Nel codice penale non è prevista la parola stalking ma troveremo, in ogni modo il reato di atti persecutori, ovvero l’equivalente dell’inglesismo stalking.
La stalking, come abbiamo già illustrato in un precedente articolo, è una condotta minacciosa, oppressiva, moleste e lesiva nei confronti di un’altra persona che la subisce con disagio psichico e fisico, ma anche con timore.
Lo stalking non prevede situazioni tipiche perchè per ogni persona il disagio, il senso di minaccia, l’oppressione potrebbe derivare da comportamenti differenti.
All’interno del codice penale troviamo la definizione degli atti persecutori e, quindi, dello stalking: “Salvo che il fatto costituisca più grave reato, è punito con la reclusione da sei mesi a quattro anni chiunque, con condotte reiterate, minaccia o molesta taluno in modo da cagionare un perdurante e grave stato di ansia o di paura ovvero da ingenerare un fondato timore per l’incolumità propria o di un prossimo congiunto o di persona al medesimo legata da relazione affettiva ovvero da costringere lo stesso ad alterare le proprie abitudini di vita”.

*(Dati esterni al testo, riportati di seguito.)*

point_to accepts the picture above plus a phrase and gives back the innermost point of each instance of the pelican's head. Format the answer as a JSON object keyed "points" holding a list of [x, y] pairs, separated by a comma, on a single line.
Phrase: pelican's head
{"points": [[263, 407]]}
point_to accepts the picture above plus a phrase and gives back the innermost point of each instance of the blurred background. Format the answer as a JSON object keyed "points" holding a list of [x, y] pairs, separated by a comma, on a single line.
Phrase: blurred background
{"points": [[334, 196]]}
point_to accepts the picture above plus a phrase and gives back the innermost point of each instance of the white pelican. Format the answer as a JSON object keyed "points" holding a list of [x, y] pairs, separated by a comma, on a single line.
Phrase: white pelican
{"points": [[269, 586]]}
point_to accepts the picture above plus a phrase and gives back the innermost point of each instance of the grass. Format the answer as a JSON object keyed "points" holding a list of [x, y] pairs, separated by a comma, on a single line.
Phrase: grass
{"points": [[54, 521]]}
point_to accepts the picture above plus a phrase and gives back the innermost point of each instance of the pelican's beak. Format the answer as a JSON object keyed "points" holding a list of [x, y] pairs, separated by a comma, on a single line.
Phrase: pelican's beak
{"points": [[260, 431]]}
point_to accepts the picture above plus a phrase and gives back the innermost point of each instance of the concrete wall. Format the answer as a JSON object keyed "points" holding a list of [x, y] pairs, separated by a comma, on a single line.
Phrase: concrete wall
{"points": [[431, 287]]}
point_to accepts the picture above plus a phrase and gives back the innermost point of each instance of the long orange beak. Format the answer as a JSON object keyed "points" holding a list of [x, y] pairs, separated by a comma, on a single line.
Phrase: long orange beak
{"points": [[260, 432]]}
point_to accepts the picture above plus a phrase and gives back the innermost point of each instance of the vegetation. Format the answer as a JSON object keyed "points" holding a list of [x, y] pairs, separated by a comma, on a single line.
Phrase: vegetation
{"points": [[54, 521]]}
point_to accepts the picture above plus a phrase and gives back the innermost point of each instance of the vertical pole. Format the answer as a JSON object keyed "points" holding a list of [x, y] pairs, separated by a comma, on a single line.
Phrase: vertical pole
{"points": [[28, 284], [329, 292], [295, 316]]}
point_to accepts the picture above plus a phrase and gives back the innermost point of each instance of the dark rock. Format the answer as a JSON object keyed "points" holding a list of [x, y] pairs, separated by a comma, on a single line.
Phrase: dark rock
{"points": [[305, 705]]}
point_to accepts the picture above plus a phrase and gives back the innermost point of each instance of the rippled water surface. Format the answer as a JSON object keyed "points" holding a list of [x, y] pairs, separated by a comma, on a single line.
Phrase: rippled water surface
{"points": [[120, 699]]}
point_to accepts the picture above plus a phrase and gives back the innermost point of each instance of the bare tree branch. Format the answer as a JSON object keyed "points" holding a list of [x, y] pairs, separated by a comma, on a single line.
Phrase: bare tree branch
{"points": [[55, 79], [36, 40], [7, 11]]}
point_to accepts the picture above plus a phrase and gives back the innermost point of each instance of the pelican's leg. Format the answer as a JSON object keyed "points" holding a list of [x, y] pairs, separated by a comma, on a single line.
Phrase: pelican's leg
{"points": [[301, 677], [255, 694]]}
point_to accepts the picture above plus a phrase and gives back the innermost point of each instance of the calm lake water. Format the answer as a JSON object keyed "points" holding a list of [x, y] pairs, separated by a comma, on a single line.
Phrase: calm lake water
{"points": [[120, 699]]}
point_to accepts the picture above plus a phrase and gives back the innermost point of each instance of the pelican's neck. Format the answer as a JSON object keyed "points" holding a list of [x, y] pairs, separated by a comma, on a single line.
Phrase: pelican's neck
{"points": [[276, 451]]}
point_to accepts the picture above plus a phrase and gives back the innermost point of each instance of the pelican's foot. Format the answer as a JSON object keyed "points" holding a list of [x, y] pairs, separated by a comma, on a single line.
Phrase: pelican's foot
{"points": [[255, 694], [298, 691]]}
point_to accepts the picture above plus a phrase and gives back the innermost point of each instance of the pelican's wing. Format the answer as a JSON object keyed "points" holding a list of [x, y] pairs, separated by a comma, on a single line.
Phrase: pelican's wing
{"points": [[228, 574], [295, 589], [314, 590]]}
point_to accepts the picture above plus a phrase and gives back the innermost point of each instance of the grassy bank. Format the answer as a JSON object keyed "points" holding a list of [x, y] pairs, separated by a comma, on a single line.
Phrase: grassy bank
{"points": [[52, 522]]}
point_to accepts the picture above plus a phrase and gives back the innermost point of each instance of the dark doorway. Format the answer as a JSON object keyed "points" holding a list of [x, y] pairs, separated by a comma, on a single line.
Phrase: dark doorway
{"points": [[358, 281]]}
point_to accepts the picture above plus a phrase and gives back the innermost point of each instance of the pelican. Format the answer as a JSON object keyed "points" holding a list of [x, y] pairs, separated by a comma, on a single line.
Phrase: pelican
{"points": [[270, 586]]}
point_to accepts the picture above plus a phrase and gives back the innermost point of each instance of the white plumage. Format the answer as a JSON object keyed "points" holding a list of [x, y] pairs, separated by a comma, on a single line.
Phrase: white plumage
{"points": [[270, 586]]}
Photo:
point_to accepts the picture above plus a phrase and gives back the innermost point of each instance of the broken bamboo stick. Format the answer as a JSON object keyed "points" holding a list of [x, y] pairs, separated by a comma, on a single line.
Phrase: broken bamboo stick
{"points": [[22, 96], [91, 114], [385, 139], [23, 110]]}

Vittima di stalking: cosa deve fare?
Le vittime di stalking possono presentare querela o chiedere al Questore di fare un ammonimento al molestatore.
E’ da tenere presente, però, che secondo una sentenza della Corte di Cassazione, la vittima che risponde e parla al telefono con il molestatore o accetta un incontro chiarificatore fa venire meno il reato.
Il primo mezzo di tutela della vittima di stalking è la diffida da parte dell’avvocato: si provvede, tramite un legale, a inviare una lettera al molestatore per intimargli di cessare i suoi comportamenti.